If 3 billion/7 was right, then with 15 base acids, there would only be 2 occurrences of GATTACA. Clearly, 589,824 is not 2.

Now I see both sides of the issue and I’m very confused. I hope Son of Dex comes soon to explain the situation. Or failing that an expert in statistical mechanics.

And Punoqllads, I think scaling it down won’t work. It is obvious that in the majority of sequences of a small number won’t contain GATTACA. Therefore the states are nearly independent. However, in a 3 billion base pair sequence GATTACA is expected to appear many times. Many, many, states have a probability of zero for containing GATTACA. As you increase the number of bases, or increase the probability of GATTACA appearing, the estimate that all the bases have an equal probability goes down. By how much requires someone who knows more about this than me.

You can think that scaling it down won’t work, but you will be wrong. You can use mathematical induction to show that for N base pairs, the same formula will hold true for N+1 base pairs.

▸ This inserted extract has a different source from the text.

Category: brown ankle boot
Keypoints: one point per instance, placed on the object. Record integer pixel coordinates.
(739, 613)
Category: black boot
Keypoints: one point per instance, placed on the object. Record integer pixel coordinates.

I have absolutely no idea what point you are trying to make. To find the expected value, you iterate through all the possible strings, sum the number of times you see GATTACA, and divide by the total number of strings you checked. Adding an additional base pair makes the likelihood of GATTACA appearing go up, not down.

Ok, I’ll try and make myself clearer. Let’s say we fixed it that GATTACA had 50% chance of appearing in any seven letter sequence. Now if we look at the human genome, by your method we would expect 1.5 billion appearences of GATTACA ( (1/2)*(3 billion - 6) ). This is clearly ridiculous. The maximum number of time ANY seven letter sequence could appear is 3 billion/7. Do you see what I am saying about not all 3 billion states having an equal probability? Maybe the source of the confusion is something I mistyped.

This should say that the estimate of all the states having equal probability (and hence independent) goes down. You are making an estimate that all 3 billion base have an equal probability, (1/4)^7, of having GATTACA. This is clearly not true based on my example of changing the probability. Some states have a probability of (1/4)^7 and some have a probability of zero (because they are near other GATTACA’s). Is (1/4)^7 close enough to zero for this not to matter? I don’t know.

I’m not sure about the scaling factor; whether it is a valid change or not. I’ll have to think about that.

To clarify my clarification, I should say the estimate is less valid. This is what I mean by “goes down.”

That’s because the setup itself is invalid. The fact that GATTACA can’t overlap on a shifted copy of itself contradicts the initial assumption that the probability of it occurring in any seven-letter sequence is 50%. It’s the statistical equivalent of dividing by zero — you get a nonsense answer.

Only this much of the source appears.